ENGLEWOOD, Colo. — During training camp, Rahim Moore could be found off to the side working with coaching intern and Hall of Fame defensive back Rod Woodson.
Woodson would purposely throw balls down low, so Moore would have to reach down to pull them in.
Week 1, as Andrew Luck targeted tight end Dwayne Allen down the seam, Aqib Talib deflected it and Moore reached down and caught it, just inches above falling to the grass incomplete.
Later in the fourth quarter of that same game, the ball smacked Coby Fleener's hands and Moore found himself in perfect position, quickly darting in the direction of the ball and diving to give the Broncos possession.
It appears that the extra work with Woodson paid off.
"If you're in the right position and you're going hard, then good things happen," said Broncos defensive coordinator Jack Del Rio. "That's really what it was. In both cases he was where he was supposed to be. He was breaking the way he was supposed to be breaking and aggressively going after the ball."
With 71 interceptions during his career, Woodson ranks third in NFL history. He's the ideal person for fourth-year player Moore, who wears the number 26 because of him, to learn from. While working together, Woodson showed him to lock his pinkies like an "X."
Moore has been using other techniques to improve his interception rate.

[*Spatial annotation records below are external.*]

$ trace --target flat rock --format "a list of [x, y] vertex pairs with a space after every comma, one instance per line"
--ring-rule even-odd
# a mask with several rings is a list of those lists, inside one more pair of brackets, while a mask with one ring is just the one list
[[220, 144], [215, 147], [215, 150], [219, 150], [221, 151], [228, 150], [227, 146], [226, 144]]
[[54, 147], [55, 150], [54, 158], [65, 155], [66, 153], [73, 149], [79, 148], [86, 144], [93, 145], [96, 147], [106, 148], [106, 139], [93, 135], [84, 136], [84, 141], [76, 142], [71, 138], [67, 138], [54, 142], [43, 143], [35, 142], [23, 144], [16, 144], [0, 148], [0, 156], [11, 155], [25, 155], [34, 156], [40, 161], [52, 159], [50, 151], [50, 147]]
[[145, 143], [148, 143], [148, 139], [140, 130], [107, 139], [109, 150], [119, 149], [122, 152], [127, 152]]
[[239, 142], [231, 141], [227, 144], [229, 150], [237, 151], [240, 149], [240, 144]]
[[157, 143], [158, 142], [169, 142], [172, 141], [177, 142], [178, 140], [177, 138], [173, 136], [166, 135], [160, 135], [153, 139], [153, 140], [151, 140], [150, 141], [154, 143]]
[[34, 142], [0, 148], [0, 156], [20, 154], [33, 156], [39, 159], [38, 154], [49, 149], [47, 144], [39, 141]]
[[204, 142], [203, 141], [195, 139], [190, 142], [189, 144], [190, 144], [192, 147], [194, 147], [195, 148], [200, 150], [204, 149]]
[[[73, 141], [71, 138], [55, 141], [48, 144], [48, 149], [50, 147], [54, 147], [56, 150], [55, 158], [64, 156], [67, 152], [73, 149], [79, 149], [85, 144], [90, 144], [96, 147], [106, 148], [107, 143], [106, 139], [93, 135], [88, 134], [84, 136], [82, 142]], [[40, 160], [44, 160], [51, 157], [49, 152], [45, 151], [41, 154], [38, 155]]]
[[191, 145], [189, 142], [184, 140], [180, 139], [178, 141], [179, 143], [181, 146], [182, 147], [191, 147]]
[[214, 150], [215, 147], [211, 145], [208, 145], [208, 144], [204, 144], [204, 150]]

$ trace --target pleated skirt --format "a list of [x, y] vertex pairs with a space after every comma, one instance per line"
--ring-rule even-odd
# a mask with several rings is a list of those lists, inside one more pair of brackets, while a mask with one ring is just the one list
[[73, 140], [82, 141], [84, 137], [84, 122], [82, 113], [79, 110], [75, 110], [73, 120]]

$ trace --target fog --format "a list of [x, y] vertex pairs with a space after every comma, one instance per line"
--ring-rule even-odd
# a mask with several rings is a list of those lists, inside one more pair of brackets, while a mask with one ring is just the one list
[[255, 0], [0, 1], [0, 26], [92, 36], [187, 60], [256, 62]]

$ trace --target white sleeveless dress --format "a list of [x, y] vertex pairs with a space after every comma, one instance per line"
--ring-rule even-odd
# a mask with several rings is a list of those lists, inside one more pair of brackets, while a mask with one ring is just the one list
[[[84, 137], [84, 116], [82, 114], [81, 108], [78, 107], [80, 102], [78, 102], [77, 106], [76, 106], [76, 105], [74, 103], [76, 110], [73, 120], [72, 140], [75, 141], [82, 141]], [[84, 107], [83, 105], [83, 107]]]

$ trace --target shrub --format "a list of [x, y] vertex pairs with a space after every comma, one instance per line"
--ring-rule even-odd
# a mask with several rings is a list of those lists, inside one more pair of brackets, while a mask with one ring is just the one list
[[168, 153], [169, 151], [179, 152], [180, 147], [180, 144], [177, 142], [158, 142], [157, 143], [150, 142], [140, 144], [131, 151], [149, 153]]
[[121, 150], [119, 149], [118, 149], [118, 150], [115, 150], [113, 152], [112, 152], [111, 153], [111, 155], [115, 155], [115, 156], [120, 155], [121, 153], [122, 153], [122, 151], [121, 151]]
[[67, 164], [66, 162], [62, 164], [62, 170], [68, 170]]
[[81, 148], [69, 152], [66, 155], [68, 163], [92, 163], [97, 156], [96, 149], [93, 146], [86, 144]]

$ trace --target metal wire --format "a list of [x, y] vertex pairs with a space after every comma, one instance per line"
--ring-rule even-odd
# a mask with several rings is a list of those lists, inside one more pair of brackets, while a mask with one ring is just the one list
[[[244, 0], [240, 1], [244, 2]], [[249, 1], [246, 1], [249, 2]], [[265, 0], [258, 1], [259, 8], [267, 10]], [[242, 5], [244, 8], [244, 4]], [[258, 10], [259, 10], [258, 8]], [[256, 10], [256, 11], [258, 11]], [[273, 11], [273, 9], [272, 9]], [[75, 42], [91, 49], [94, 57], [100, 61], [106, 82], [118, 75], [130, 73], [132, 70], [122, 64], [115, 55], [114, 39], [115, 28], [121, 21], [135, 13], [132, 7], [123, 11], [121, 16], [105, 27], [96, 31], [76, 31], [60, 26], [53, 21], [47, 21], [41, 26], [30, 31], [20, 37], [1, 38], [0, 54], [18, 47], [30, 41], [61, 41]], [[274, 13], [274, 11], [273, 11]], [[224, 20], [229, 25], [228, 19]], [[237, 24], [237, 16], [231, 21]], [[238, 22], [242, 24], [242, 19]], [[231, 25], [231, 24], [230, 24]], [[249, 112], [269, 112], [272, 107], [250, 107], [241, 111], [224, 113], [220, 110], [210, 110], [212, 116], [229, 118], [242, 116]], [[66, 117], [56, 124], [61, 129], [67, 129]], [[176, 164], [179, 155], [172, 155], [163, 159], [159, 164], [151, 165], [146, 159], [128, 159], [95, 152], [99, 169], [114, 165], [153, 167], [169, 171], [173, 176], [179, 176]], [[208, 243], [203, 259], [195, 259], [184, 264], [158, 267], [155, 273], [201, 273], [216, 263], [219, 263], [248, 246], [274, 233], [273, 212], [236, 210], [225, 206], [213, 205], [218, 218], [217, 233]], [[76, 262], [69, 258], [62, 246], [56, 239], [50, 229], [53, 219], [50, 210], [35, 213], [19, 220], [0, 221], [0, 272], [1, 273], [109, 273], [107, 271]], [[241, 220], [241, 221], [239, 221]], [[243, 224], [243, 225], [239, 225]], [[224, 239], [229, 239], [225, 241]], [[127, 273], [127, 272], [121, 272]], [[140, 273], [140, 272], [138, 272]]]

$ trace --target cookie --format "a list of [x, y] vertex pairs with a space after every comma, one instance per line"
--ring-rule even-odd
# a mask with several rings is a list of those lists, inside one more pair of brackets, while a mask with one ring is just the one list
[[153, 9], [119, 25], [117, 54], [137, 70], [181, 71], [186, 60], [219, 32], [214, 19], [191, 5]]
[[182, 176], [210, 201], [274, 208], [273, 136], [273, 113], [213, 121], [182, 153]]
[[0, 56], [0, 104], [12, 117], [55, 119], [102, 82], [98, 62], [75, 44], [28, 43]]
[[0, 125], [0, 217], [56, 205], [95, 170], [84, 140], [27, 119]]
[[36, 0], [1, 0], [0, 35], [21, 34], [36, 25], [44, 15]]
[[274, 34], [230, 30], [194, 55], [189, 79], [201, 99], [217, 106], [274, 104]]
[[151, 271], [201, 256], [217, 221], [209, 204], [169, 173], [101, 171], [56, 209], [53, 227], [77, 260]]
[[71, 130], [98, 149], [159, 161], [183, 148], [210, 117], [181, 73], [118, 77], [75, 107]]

"I've been working on catching that 10-pound medicine ball with just my fingertips, so when I catch those tough throws and high balls or something and it barely grazes my fingers, I can really just soak it in," Moore said. "He's been so beneficial in my life. I mean he knows everything about picking the ball off, and he's just so genuine."
While Moore couldn't come out with the ball the past two weeks, he is hoping for a few more picks after the bye week. He doesn't stress about interceptions and allows his instincts to take over. Those instincts led him to be in an ideal position pick off Luck twice.
"But I just try to make sure that I keep communicating with my secondary and eliminating mental errors and doing all I can to help win," Moore said. "When you're flying around and playing fast, great things happen."
Moore said he's surprised by how he's playing and how frequently he's making plays. He attributes his successes this season to his teammates with the defensive line keeping good pressure, the linebackers playing quick and the secondary's excellent communication.
"I'm just here and there so fast," Moore said. "I'm doing what I'm supposed to be. I'm attacking the ball, like every week, I'm around the ball almost every play."
Moore has racked up six interceptions throughout his career. In 2012, when Moore started 15 of 16 games, the Broncos' defense was in the top five in most defensive categories, including first in yards per play and third in passing yards per game.
He said the defense is "absolutely" close to being elite.
While he regrets that last drive and the defense's inability to make a play to stop the Seahawks' versatile offense during their opening drive in overtime, Moore was proud of the defense's success on third down as they won 12 of the 17 third down conversions. Compared to Week 2 where the Chiefs got the better of the Broncos on 11-of-16 third downs, it was a significant step forward.
"We'd love to win all of them, but we're getting there," Moore said. "We have to continue to learn how to keep finishing. That last drive was disappointing for me because I felt like I could have done something to help. I feel like we can get the job done.
"So we're going to put that behind us, we're going to move on, and just keep working."